Ma che cosa è successo nella città che per lungo tempo della canmpagna elettorale è stata al centro del dibattito nazionale a causa del progetto dei rigassificatore? La prima osservazione che si può fare è che i comitati del no al progetto hanno influito in piccola parte sul voto. Prima di tutto a Piombino l’affluenza pari al 66% è stata in linea con gli altri centri della costa livornese. Quindi non c’è stata una protesta ben definita legata alle urne, come qualcuno adombrava alla vigilia. In secondo luogo tutti i partiti favorevoli al rigassificatore non sono stati puniti dal voto dei piombinesi. Non è stato punito il Pd nonostante il commissario e presidente di Regione Eugenio Giani sia stato duramente criticato dai comitati contrari all’impianto. Non è stato punito Fratelli d’Italia che con Giorgia Meloni ha detto che i rigassificatori servono e che, se non si individua un’alternativa di altrettanto rapida esecuzione, si dovrà fare a Piombino (e l’alternativa con gli stessi tempi di Piombino non esiste). Non è stato punito molto neppure il terzo Polo di Calenda che a Piombino è venuto (unico leader nazionale) per dire che il rigassificatore è sicuro e si deve fare per evitare che famiglie e imprese si trovino nei guai.

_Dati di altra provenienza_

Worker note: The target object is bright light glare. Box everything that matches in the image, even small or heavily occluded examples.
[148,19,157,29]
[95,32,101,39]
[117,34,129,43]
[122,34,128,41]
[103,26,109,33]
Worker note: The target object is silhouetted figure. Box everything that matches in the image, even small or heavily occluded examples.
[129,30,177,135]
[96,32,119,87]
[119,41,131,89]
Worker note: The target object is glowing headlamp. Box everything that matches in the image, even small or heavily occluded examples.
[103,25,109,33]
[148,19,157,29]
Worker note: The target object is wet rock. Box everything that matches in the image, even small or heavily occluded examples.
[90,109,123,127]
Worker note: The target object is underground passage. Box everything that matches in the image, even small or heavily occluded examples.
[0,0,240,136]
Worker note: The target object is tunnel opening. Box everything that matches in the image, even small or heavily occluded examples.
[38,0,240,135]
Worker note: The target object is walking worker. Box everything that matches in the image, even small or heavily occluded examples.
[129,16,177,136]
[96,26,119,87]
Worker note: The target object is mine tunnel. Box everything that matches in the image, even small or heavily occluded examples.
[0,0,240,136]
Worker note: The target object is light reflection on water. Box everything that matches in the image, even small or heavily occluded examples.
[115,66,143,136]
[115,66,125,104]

L’unica ’anomalia’, che si può in qualche modo ricondurre al voto dei no gas, è il 7% incassato da Unione Popolare. Che si è sempre dichiarata contraria al rigassificatore, ma che a Piombino può contare sul proprio candidato, Fabrizio Callaioli, il quale oltre a essere consigliere comunale (eletto con Rifondazione Comunista), è anche capolista al Senato nel collegio toscano. Poi fa abbastanza bene anche il Movimento 5 Stelle con il 16%, ma questo risultato è in linea con la tendenza nazionale, per cui è difficile attribuire la percentuale al no al rigassificatore. No che peraltro non sempre è stato chiaramente espresso dai pentastellati. I dati finali disegnano comunque una città molto frammentata, con due blocchi principali rappresentati da Pd e Fratelli d’Italia, con una Lega e Forza Italia ai minimi, con un Movimento 5 Stelle ancora superiore al 15% e poi con un vasto schieramento di forze della ’vecchia sinistra che va da Unione Popolare alla Sinistra e Verdi e Pci che comunque insieme arrivano a superare il 10%, mentre il Terzo Polo a Piombino si attesta fra il 5 e 6%. Un quadro totalmente diverso da quello di due anni fa, alle regionali del 2020 quando il Pd prese il 40%. Tutto è cambiato, ma non proprio per il gas.